Mujer de 55 años, divorciada, con cinco hijos y dos hijas, originaria de la Comuna 8 de Medellín. Desde muy niña sufrió diferentes formas de abuso y maltrato, incluidos abusos sexuales, por parte de su familia y de desconocidos.

Conoció a su primer esposo siendo una colegiala, pronto se quedó embarazada y tuvo que abandonar la escuela. Tres años después del matrimonio, él se vinculó a un grupo armado y ella se quedó embarazada por segunda vez. Debido a las frecuentes amenazas con armas que sufrió enfrente de su hijo y por el temor que le producía la permanente situación de peligro con su marido, decidió abandonarlo. No obstante, él controlaba su vida a través de la vigilancia por parte de otro integrante del grupo armado, y la amenazaba. Esta situación de amenaza y humillaciones cesó en el momento en el que su esposo fue asesinado.

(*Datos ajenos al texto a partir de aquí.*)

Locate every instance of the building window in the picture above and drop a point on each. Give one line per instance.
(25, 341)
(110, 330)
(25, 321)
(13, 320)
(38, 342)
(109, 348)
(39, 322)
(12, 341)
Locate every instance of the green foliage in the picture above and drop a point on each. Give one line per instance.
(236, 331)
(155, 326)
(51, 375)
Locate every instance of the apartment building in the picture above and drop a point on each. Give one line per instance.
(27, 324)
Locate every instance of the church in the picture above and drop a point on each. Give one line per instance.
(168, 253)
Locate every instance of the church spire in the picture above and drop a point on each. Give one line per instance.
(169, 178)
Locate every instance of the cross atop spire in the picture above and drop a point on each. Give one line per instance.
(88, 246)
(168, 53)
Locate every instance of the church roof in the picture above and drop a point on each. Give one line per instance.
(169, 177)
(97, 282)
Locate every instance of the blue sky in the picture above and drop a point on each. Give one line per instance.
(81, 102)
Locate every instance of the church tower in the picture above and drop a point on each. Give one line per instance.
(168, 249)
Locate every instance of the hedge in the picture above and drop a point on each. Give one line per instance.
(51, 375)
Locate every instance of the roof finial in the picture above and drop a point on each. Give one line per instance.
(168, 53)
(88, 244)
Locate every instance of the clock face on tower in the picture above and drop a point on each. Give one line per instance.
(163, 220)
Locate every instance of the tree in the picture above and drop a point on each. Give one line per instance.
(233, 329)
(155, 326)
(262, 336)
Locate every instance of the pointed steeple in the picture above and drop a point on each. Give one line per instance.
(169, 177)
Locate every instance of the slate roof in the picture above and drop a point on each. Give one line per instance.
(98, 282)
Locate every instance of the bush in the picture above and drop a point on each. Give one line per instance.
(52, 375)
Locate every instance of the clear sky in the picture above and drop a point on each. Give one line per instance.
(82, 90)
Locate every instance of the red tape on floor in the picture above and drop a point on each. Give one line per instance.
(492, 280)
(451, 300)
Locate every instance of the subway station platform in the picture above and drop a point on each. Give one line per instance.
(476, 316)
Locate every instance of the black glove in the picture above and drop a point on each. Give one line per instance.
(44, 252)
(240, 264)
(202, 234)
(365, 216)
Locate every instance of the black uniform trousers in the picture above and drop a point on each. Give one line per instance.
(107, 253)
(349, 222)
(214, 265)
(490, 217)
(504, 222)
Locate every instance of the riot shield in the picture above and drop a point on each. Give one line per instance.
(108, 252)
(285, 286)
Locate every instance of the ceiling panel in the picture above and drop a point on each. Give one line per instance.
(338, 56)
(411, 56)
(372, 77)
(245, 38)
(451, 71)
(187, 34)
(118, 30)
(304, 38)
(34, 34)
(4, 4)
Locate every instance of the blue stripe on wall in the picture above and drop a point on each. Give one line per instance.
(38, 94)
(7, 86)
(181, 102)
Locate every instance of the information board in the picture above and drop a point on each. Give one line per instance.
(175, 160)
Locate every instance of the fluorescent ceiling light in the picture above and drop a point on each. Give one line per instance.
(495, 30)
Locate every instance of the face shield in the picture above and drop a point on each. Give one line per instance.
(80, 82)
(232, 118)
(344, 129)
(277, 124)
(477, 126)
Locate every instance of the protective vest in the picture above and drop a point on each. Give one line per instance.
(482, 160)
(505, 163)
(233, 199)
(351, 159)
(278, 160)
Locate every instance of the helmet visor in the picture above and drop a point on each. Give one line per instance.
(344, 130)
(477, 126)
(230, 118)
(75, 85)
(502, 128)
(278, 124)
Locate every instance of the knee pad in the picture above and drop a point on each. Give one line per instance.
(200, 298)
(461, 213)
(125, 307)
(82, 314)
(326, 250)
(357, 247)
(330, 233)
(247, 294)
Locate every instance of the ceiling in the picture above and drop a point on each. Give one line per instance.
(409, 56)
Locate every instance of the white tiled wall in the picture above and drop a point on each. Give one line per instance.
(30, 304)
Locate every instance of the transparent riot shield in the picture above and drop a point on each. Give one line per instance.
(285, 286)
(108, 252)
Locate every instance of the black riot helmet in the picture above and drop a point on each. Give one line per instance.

Conoció al que sería su segundo esposo asistiendo a una Iglesia Evangélica donde era pastor. Se casó con él para darle una figura masculina a sus hijos, un padre. Además, el hombre la convenció porque mostraba actitudes de ternura y de una autoridad basada en los principios religiosos. Una vez se casaron lo primero que hizo fue una hoguera con lo que ella consideraba importante de su pasado y el de sus hijos (libros, fotos, música), vendió todos los muebles de ella y de sus hijos, los dejó durmiendo en el suelo y los encerró a los tres. A los tres años de convivencia ya tenían 4 hijos (él no le permitía el uso de anticonceptivos “porque los hijos son bendición de dios”).

La situación familiar se fue precarizando, tuvieron que vender las pocas cosas que ella había conservado y se fueron a vivir donde la madre de él, donde se incrementó la violencia. El aporte económico de él era insuficiente, la familia aguantó hambre además de humillaciones. Ella decidió salir a buscar trabajo en confecciones y se hizo cargo de la manutención de él y los 6 hijos, mientras él permanecía en casa y maltrataba a los niños y niñas así como a ella cuando llegaba. Esta violencia consistía en golpes que les dejaban amoratado el cuerpo (nunca les golpeaba la cara), encierro, gritos, insultos, aislamiento de familiares y amigos, y el sometimiento a periodos de manía en los cuales los dejaba hasta tres días sin dormir, sermoneándoles la doctrina religiosa sobre la familia.

Todo esto sucedía amparado por el silencio de ella, los hijos, las hijas y la madre de él, para sostener la imagen del “hombre perfecto” ante la congregación, por miedo a sus excesos de violencia y porque había logrado convencerla de que era su deber como padre mantener el orden familiar. Le quitaba todo el salario; asimismo, le vendió un apartamento que había heredado después de la muerte de su primer esposo y se gastó parte del dinero sin su consentimiento. Ejerció violencia sexual contra ella; el último hijo fue producto de una de las violaciones. Él lograba convencerles de que eran culpables y provocadores de la violencia, hasta hacer que le pidieran perdón. Los controles del tiempo, del dinero, de lo que hacían y con quién, se ejercían con represión y encierro. A pesar de que ella era proveedora, se lo requisaba todo y no le dejaba nada para comprar su ropa, ni sus implementos de aseo, no le permitía el más mínimo gasto a gusto de ella. Todo el dinero lo contaba y si había faltante la castigaba. Fueron veintiún años de sufrir lo indecible para ella y sus hijos, bajo la premisa de obediencia.